The realm of AI has witnessed remarkable advancements, thanks to platforms like Google’s VertexAI. By providing a vast array of pre-built models spanning computer vision, natural language processing, speech processing, and ML tasks on structured tabular data, VertexAI has simplified the development of AI solutions for a multitude of tasks. The platform’s comprehensive selection of models empowers data scientists to efficiently tackle image classification, object detection, sentiment analysis, speech recognition, and much more. Whether it’s creating voice assistants, automating customer support, analyzing visual data, or making data-driven predictions, Vertex AI’s models offer the versatility and performance required to succeed in today’s AI-driven landscape. As AI continues to transform industries, Google’s Vertex AI stands as a powerful tool that unlocks the potential of AI, enabling innovation and driving real-world impact across diverse domains.

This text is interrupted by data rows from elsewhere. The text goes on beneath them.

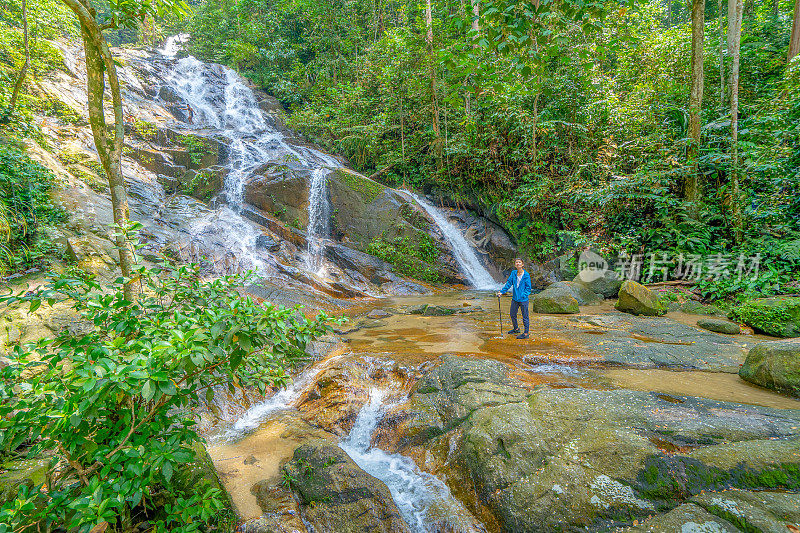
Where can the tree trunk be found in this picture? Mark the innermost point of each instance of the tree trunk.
(721, 50)
(734, 41)
(692, 183)
(434, 104)
(23, 71)
(734, 26)
(794, 42)
(99, 65)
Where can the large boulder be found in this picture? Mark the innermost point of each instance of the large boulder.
(277, 190)
(775, 365)
(374, 269)
(605, 283)
(554, 300)
(778, 316)
(336, 495)
(569, 459)
(637, 299)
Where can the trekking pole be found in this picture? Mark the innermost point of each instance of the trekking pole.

By harnessing the power of Vertex AI and its pre-built models, businesses and developers can pave the way for intelligent applications that enhance efficiency, accuracy, and user experiences. With a commitment to ongoing research and development, Google’s Vertex AI is poised to continuously expand its model offerings, ensuring that users have access to cutting-edge AI capabilities and enabling them to push the boundaries of what is possible in the world of artificial intelligence.